The remains of the second U.S. soldier, identified as Spc. Mariyah Symone Collington, were recovered Wednesday, the Army said, ending an intensive multinational search that had stretched for over a week. Collington, 19, of Tavares, Florida, and 1st Lt. Kendrick Lamont Key Jr., an Air Defense Artillery officer, fell off a cliff while on an off‑duty recreational hike during the African Lion 26 exercise. The two were reported missing on May 2, the Army said, triggering the deployment of air, naval, and artificial intelligence assets across a rugged stretch of Moroccan terrain.

Collington served as an air and missile defense crewmember. She entered the Army’s Delayed Entry Program in 2023, began active duty in 2024, and completed Basic Combat Training and Advanced Individual Training at Fort Sill, Oklahoma. She was assigned to Charlie Battery, 5th Battalion, 4th Air Defense Artillery Regiment, in Ansbach, Germany, in February 2025, and was promoted to specialist on May 1, 2026. Her awards include the Army Service Ribbon.

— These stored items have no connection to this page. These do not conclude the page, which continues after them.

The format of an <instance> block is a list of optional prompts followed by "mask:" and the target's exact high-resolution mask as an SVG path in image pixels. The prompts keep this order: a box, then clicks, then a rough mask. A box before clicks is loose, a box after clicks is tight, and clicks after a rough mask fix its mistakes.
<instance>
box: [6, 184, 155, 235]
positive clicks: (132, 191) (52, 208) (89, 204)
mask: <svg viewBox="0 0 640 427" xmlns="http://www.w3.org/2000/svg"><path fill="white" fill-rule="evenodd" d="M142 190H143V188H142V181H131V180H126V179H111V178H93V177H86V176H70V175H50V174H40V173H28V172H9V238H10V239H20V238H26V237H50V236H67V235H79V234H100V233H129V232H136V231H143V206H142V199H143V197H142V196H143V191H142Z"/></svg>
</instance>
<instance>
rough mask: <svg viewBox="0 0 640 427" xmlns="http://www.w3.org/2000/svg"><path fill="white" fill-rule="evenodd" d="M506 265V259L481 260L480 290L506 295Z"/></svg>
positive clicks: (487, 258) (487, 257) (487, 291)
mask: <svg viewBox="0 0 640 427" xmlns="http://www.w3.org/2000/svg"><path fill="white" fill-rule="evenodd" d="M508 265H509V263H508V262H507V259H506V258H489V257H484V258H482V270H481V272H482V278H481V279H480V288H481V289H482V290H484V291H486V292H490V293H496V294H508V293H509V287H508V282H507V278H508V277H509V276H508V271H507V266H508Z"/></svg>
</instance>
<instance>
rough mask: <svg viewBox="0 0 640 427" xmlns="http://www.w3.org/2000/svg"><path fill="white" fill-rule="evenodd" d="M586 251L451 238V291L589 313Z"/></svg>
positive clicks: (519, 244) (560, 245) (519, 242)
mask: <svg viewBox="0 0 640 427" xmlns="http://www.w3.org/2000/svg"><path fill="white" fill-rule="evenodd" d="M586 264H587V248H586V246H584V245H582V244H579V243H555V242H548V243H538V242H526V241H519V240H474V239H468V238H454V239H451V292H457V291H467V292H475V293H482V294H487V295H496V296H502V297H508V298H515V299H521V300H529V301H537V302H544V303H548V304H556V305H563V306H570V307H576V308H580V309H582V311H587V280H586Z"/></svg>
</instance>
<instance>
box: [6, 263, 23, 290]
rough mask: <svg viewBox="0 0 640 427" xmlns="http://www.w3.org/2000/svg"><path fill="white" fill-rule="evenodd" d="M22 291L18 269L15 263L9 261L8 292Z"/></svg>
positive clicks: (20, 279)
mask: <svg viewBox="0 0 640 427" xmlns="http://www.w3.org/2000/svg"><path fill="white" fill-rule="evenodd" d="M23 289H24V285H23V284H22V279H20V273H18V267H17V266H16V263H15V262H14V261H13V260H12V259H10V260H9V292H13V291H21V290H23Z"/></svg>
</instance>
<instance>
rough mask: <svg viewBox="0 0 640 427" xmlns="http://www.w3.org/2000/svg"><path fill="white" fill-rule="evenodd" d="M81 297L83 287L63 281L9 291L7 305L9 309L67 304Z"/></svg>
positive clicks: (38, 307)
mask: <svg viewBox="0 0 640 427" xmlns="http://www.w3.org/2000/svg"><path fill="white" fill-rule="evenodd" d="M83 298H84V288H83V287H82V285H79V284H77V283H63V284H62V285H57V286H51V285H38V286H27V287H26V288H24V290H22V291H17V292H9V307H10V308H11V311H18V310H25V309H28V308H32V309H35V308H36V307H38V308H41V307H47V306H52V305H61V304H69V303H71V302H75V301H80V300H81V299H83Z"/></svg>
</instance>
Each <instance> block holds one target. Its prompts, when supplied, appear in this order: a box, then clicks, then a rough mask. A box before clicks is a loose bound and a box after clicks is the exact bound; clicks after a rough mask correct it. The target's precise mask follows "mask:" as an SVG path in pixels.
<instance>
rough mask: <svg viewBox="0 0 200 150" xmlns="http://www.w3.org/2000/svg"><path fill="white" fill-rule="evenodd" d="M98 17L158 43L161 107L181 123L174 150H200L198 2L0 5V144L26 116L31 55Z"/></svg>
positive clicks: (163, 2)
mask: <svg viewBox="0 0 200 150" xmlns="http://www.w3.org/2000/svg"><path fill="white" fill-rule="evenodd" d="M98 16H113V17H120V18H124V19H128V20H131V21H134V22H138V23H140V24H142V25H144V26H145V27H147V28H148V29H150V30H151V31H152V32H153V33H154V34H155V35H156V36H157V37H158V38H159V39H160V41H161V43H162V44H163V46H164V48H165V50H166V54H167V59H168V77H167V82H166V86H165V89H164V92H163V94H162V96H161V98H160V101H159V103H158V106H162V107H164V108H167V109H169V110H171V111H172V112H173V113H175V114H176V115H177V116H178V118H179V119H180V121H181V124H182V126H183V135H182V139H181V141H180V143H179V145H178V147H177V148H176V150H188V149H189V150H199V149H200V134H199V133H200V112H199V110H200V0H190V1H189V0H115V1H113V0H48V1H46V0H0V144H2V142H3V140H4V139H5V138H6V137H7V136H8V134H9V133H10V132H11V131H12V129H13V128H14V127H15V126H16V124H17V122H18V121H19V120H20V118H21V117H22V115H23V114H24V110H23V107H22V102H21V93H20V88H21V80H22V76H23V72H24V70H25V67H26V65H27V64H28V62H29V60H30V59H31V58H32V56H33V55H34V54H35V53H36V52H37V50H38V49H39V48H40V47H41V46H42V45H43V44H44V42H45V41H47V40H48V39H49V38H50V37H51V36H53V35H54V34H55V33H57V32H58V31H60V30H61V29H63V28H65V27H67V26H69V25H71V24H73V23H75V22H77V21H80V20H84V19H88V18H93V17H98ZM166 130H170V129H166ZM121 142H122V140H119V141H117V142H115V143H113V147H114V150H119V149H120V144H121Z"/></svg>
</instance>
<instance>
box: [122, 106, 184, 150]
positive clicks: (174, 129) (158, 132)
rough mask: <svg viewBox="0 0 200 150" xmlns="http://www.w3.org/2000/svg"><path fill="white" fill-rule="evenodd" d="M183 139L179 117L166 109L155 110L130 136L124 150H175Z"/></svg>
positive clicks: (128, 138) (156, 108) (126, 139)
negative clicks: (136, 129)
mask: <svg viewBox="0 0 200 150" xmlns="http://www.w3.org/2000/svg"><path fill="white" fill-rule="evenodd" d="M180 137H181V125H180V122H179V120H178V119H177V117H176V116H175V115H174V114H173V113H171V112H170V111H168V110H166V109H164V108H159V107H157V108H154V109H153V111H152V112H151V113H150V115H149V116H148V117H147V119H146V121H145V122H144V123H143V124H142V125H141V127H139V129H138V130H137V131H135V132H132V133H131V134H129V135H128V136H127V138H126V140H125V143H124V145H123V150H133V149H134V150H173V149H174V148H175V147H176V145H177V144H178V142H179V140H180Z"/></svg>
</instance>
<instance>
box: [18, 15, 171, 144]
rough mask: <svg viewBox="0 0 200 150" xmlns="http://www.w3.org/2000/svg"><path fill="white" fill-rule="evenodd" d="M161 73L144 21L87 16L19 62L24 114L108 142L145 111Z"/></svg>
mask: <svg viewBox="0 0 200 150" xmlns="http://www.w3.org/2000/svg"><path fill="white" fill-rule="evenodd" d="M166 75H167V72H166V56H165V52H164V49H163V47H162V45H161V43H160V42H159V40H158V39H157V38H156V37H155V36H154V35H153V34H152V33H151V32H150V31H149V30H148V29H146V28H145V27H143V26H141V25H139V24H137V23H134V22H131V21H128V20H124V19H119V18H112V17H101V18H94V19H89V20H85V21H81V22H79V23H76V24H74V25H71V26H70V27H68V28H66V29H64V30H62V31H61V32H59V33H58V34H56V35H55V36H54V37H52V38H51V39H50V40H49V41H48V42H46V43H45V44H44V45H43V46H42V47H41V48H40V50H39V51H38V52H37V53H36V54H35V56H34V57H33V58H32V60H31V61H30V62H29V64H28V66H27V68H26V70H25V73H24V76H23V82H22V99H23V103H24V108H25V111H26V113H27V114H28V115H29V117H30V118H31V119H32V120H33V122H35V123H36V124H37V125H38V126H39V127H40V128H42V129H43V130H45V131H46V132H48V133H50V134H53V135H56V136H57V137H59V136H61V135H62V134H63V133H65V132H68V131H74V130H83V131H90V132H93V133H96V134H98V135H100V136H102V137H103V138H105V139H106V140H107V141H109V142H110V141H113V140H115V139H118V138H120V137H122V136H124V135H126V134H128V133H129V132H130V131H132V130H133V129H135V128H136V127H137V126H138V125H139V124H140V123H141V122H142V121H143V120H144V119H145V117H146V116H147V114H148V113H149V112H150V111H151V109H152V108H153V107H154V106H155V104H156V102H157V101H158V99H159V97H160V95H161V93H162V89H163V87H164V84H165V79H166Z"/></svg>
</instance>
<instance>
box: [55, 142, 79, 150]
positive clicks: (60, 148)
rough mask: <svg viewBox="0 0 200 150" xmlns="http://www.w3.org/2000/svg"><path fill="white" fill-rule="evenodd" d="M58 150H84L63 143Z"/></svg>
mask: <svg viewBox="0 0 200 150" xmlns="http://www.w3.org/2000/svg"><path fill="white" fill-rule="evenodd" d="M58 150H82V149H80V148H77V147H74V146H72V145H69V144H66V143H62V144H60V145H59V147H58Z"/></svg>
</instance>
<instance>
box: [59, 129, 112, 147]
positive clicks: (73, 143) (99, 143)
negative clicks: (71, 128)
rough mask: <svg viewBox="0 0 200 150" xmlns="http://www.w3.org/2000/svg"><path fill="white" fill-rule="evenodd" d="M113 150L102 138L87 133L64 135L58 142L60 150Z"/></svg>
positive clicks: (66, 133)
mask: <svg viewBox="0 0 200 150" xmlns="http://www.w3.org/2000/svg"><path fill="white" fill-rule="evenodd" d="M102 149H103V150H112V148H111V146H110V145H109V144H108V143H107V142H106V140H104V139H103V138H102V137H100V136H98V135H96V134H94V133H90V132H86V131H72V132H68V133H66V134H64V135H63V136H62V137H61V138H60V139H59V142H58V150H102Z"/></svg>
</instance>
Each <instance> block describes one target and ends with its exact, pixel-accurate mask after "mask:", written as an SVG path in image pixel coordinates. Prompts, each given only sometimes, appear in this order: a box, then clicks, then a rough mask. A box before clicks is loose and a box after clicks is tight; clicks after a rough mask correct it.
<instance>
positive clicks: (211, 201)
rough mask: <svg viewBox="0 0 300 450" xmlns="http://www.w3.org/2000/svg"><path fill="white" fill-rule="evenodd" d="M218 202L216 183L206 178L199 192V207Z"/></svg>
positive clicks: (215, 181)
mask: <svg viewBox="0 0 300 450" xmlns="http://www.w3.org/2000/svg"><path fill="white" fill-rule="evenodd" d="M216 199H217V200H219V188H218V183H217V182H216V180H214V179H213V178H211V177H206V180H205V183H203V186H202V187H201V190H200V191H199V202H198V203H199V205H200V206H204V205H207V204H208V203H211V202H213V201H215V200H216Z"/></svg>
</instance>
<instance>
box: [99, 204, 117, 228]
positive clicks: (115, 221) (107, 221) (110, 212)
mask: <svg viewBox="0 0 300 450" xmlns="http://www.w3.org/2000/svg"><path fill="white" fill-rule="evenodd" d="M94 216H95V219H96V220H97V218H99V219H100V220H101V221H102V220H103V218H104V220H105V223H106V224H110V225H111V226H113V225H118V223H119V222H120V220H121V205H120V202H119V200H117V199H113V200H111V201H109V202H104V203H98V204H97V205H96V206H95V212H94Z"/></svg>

“Royal Moroccan Armed Forces transported the Soldier’s remains by a Moroccan helicopter to the morgue of Moulay El Hassan Military Hospital in Guelmim, Morocco,” the U.S. Army Europe and Africa statement said. The recovery followed a search operation that drew on more than 1,000 U.S. and Moroccan military and civilian personnel, a U.S. Navy P‑8 Poseidon maritime patrol aircraft, unmanned aerial systems with thermal sensors, side‑scan sonar, an unmanned underwater vehicle, a Moroccan multibeam echosounder, and Coast Guard drift modeling capabilities, according to a spokesperson for U.S. Army Southern European Task Force, Africa.

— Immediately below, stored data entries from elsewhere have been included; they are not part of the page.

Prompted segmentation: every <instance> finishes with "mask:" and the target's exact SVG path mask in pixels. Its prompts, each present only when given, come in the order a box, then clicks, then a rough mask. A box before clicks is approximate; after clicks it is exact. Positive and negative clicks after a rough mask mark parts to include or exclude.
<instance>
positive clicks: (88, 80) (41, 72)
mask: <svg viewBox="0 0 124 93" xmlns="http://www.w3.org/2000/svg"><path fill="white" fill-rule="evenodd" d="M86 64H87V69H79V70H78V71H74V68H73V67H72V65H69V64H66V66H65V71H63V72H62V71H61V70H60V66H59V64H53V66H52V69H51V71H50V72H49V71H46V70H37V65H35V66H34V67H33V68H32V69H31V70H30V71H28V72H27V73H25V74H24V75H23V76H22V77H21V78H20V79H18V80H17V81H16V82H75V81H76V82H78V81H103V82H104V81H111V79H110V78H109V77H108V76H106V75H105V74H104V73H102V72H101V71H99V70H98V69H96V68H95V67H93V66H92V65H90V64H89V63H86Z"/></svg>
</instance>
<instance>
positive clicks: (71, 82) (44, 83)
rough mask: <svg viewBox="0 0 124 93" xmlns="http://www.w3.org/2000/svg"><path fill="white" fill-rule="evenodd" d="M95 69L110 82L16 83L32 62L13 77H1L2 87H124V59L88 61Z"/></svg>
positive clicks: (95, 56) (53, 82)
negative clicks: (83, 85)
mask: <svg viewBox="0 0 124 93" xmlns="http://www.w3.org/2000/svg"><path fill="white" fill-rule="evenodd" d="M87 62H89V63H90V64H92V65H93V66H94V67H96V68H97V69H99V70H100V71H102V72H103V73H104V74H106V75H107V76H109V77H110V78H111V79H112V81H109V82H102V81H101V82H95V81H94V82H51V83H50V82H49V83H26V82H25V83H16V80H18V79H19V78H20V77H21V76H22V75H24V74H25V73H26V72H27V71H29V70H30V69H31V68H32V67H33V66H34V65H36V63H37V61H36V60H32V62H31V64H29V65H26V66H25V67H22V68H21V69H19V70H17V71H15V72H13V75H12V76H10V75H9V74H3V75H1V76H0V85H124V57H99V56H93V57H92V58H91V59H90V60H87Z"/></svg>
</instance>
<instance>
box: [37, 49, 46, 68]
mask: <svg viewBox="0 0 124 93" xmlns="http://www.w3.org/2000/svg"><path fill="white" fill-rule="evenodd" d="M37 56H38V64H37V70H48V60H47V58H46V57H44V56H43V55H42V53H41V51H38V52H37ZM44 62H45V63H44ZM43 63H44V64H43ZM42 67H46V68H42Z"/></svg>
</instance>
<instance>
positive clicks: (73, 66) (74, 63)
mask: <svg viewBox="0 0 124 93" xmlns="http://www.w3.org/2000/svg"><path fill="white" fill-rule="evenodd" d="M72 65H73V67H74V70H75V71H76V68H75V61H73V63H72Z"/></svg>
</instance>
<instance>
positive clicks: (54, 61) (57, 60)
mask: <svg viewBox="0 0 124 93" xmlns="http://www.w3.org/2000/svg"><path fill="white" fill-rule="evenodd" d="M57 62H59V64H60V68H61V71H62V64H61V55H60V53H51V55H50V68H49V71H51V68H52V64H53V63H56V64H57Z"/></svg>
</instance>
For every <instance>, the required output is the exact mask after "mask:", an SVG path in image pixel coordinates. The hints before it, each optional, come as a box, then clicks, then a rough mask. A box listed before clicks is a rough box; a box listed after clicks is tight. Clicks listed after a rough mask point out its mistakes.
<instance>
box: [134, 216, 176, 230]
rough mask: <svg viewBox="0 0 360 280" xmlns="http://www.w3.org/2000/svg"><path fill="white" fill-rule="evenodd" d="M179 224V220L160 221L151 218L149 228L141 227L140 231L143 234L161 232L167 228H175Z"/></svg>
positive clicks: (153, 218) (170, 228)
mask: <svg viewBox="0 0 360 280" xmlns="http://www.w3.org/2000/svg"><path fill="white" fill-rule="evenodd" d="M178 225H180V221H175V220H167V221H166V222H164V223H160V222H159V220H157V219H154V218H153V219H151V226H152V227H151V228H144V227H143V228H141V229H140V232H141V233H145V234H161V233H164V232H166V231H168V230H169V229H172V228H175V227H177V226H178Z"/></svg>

The spokesperson said the circumstances surrounding the incident remain under investigation. Key’s remains had been recovered in the days prior. Both soldiers are being returned to the United States.

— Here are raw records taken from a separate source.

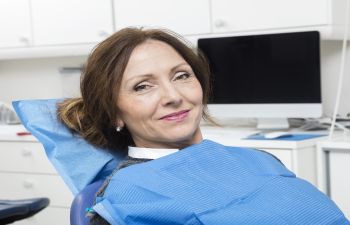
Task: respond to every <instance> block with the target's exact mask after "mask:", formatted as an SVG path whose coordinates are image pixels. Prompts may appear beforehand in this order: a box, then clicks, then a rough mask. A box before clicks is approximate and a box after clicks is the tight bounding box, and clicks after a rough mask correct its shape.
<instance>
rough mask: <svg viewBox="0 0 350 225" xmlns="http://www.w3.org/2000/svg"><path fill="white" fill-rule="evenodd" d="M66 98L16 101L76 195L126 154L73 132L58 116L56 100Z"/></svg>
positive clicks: (101, 176) (115, 165)
mask: <svg viewBox="0 0 350 225" xmlns="http://www.w3.org/2000/svg"><path fill="white" fill-rule="evenodd" d="M59 101H62V99H49V100H22V101H15V102H13V103H12V104H13V107H14V108H15V110H16V112H17V115H18V116H19V118H20V120H21V121H22V123H23V125H24V126H25V127H26V129H27V130H28V131H30V132H31V133H32V134H33V135H34V136H35V137H36V138H37V139H38V140H39V141H40V142H41V143H42V144H43V146H44V148H45V151H46V155H47V157H48V158H49V160H50V161H51V163H52V164H53V165H54V167H55V168H56V170H57V172H58V173H59V175H60V176H61V177H62V178H63V180H64V181H65V183H66V184H67V185H68V187H69V188H70V190H71V191H72V192H73V194H74V195H76V194H77V193H78V192H80V191H81V190H82V189H83V188H84V187H85V186H86V185H88V184H90V183H92V182H94V181H96V180H99V179H104V178H106V177H107V176H108V175H110V174H111V172H112V171H113V170H114V169H115V168H116V165H117V163H118V162H119V161H121V160H122V158H123V157H124V156H123V155H115V156H113V155H112V154H110V153H107V152H106V151H102V150H101V149H98V148H96V147H94V146H92V145H91V144H89V143H87V142H86V141H85V140H84V139H82V138H81V137H80V136H79V135H73V134H72V133H71V131H70V130H69V129H67V127H66V126H64V125H63V124H62V123H61V122H59V121H58V120H57V116H56V104H57V102H59Z"/></svg>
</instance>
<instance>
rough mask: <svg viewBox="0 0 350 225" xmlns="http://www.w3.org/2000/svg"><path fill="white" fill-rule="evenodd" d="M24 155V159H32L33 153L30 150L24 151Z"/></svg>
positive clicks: (23, 155)
mask: <svg viewBox="0 0 350 225" xmlns="http://www.w3.org/2000/svg"><path fill="white" fill-rule="evenodd" d="M22 155H23V156H24V157H31V156H32V151H30V150H29V149H22Z"/></svg>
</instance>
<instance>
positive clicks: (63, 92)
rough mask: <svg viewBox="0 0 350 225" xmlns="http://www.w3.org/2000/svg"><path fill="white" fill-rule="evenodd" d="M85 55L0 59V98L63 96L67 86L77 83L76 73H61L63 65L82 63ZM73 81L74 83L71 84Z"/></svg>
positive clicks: (7, 101)
mask: <svg viewBox="0 0 350 225" xmlns="http://www.w3.org/2000/svg"><path fill="white" fill-rule="evenodd" d="M85 59H86V57H64V58H45V59H26V60H5V61H0V101H3V102H7V103H11V102H12V101H13V100H18V99H38V98H60V97H63V96H65V95H66V93H65V92H66V89H67V88H66V87H67V86H69V88H72V86H75V87H76V89H78V86H79V82H78V80H79V79H78V76H79V75H77V74H75V75H77V79H71V76H72V75H73V74H61V73H60V72H59V69H60V68H61V67H78V66H81V65H82V64H83V63H84V61H85ZM72 81H73V84H72Z"/></svg>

African Lion 26, a U.S.‑led annual exercise launched in April, involves more than 7,000 personnel from over 30 nations and is taking place across Morocco, Tunisia, Ghana, and Senegal. The exercise, and others like it, carry inherent risk: in 2012, two U.S. Marines were killed and two others injured when a helicopter crashed near Agadir during the same exercise series.